Holland hat es wieder nicht geschafft. Ich hätte aber auch meine Probleme gehabt, wenn am Ende Klopper wie Mark van Bommel oder Nigel de Jong den Pokal hochgehalten hätten. Die Härte im Finale kam eindeutig von Seiten der Elftal. Die Niederlande spielten so nüchtern wie früher die Deutschen und wurden dann auch Vizeweltmeister.
Daumen hoch für Deutschland. Ist das Glas mit Platz 3 nun halbvoll oder halbleer? Irgendwie ist das schon ärgerlich: Wieder scheiterte das Team im Halbfinale, hatte aber auch Pech, das sie im Halbfinale auf famose Spanier traf. Vorher gab es allerdings Sternstunden der deutschen Länderspielgeschichte, als das Team von Joachim Löw erst im Achtelfinale die Engländer mit 4:1 auseinander nahm und dann im Viertelfinale Diego Maradonas Argentinien deklassierte. Deutschland kassierte Komplimente für Komplimente für seine attraktive Spielweise – ausgerechnet die Nation, die früher für Kampf, Fitness und Kalkül stand. Was noch schöner ist: Die Adlerträger haben ein Team mit vielen jungen hochbegabten Spielern, die für die Zukunft einiges versprechen. Und sie haben ein Trainerteam, das auch diesmal wieder richtig lag mit ihren Entscheidungen. Wenn man bedenkt, wie schlecht die Stimmung nach der Verletzung von Kapitän Michael Ballack kurz vor der WM war, ist das Glas eher halbvoll.

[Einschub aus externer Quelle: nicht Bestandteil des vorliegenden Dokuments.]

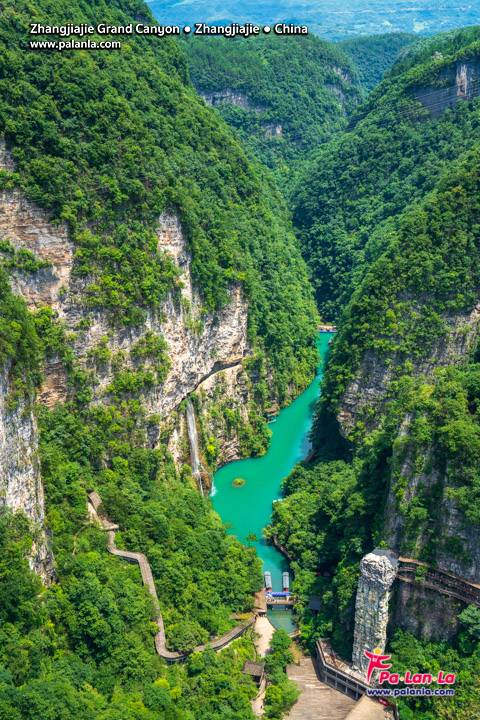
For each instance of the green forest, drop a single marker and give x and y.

Daumen hoch für Uruguay. Das kleine Land aus Südamerika, immer etwas im Schatten des großen Nachbarn aus Argentinien, verdiente sich zwar nicht den Preis für hemmungslosen Offensivfußball, demonstrierte aber eindrucksvoll, wie man mit perfekter Abstimmung und Teamgeist weit kommen kann. Keiner verkörperte dies besser als der kleine Dauerläufer Arevalo Rios. Und vorne hatte die Celeste mit Diego Forlan einen herausragenden Individualisten.
Daumen hoch für Ghana. Es war eines der Bilder der WM: Der weinende Asamoah Gyan nach dem Schlusspfiff des Viertelfinales Ghana gegen Uruguay. Gyan hatte in der letzten Minute der Verlängerung einen Elfmeter an die Latte geknallt – und dann setzte sich Uruguay im Elfmeterschießen durch und es wurde wieder nichts mit dem ersten WM-Halbfinale eines afrikanischen Teams. Dennoch war Ghana einer der wenigen Lichtblicke aus Schwarzafrika. Weil es dort im Gegensatz zu Nigeria und Kamerun so etwas wie Kontinuität gibt: Ein Trainer, der schon zwei Jahre im Amt ist und ein Talentbrunnen namens U 20, die im letzten Jahr Weltmeister wurde. Und im Mittelfeld ersetzte Kevin-Prince Boateng erfolgreich den verletzten Weltstar Michael Essien.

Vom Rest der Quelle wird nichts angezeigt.